Common mistakes to avoid

  • Starting with the risk matrix. Start with the system and the undesired event, not the score.
  • Writing risks too vaguely. A risk should be clear enough that people can understand what might happen and what needs to be controlled.
  • Listing controls without testing their realism. Ask whether controls are used, usable and effective in everyday work.
  • Confusing tolerability with numerical score. A score informs tolerability; it does not determine it by itself.
  • Producing actions that are too generic. “Raise awareness” is rarely enough unless the real problem is lack of awareness.
  • Failing to close the loop. Risk assessment should include review of whether actions were implemented and whether they reduced the risk.

Limitations and cautions

The framework does not remove uncertainty. It cannot guarantee that every risk will be identified, that every rating will be correct or that every action will work. It supports structured judgement; it does not automate judgement.

The framework was developed primarily from a traditional risk assessment perspective, which focuses on potential undesired events. That is useful and still necessary in healthcare. However, it should be complemented where appropriate by Safety-II and resilience perspectives that ask how everyday work usually succeeds, how people adapt, and how the system can support safe performance under varying conditions.

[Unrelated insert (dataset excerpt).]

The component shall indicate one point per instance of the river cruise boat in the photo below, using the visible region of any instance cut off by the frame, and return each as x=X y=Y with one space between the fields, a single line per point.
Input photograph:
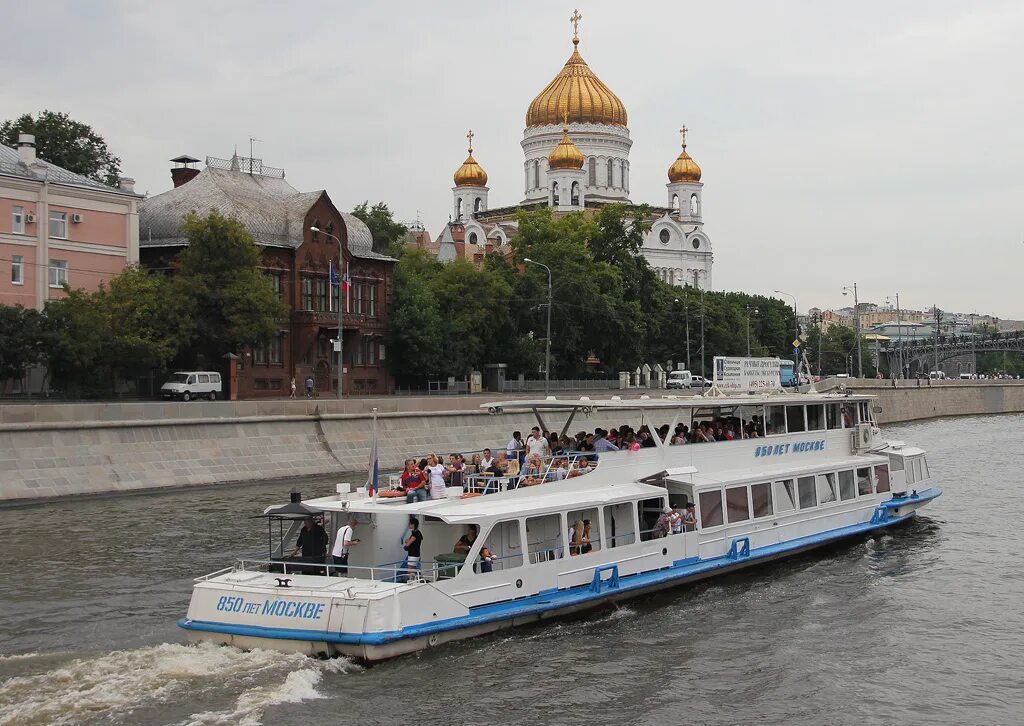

The framework also needs organisational support. If risk assessment is treated only as compliance paperwork, even a well-designed framework will have limited value. The quality of the assessment depends on time, participation, openness, evidence, facilitation, follow-up and a genuine willingness to act on what is found.

Related publication(s)

  • Kaya, G.K. Good Risk Assessment Practice in Hospitals. (2018). PhD thesis, University of Cambridge. DOI: 10.17863/CAM.20813.
  • Kaya, G.K., Ward, J., Pearman, A. and Clarkson, J. (2021). Evaluation of the formal risk assessment practice in hospitals in England. Journal of Risk Research. 24(6), 771-779. DOI: 10.1080/13669877.2020.1775682.
  • Kaya, G.K., Ward, J.R. and Clarkson, P.J. (2019). A framework to support risk assessment in hospitals. International Journal for Quality in Health Care. 31(5), 393-401. DOI: 10.1093/intqhc/mzy194.
  • Kaya, G.K., Ward, J. and Clarkson, J. (2019). A review of risk matrices used in acute hospitals in England. Risk Analysis. 39(5), 1060-1070. DOI: 10.1111/risa.13221.

Selected references

  • British Standards Institution. (2009). BS ISO 31000: Risk Management: Principles and Guidelines. London: British Standards Institution.
  • British Standards Institution. (2010). BS EN 31010: Risk Management: Risk Assessment Techniques. London: British Standards Institution.
  • Card, A.J., Ward, J.R. and Clarkson, P.J. (2014). Trust-level risk evaluation and risk control guidance in the NHS East of England. Risk Analysis, 34(8), 1469–1481. DOI: 10.1111/risa.12159.
  • Vincent, C. and Amalberti, R. (2016). Safer Healthcare: Strategies for the Real World. Cham: Springer Open.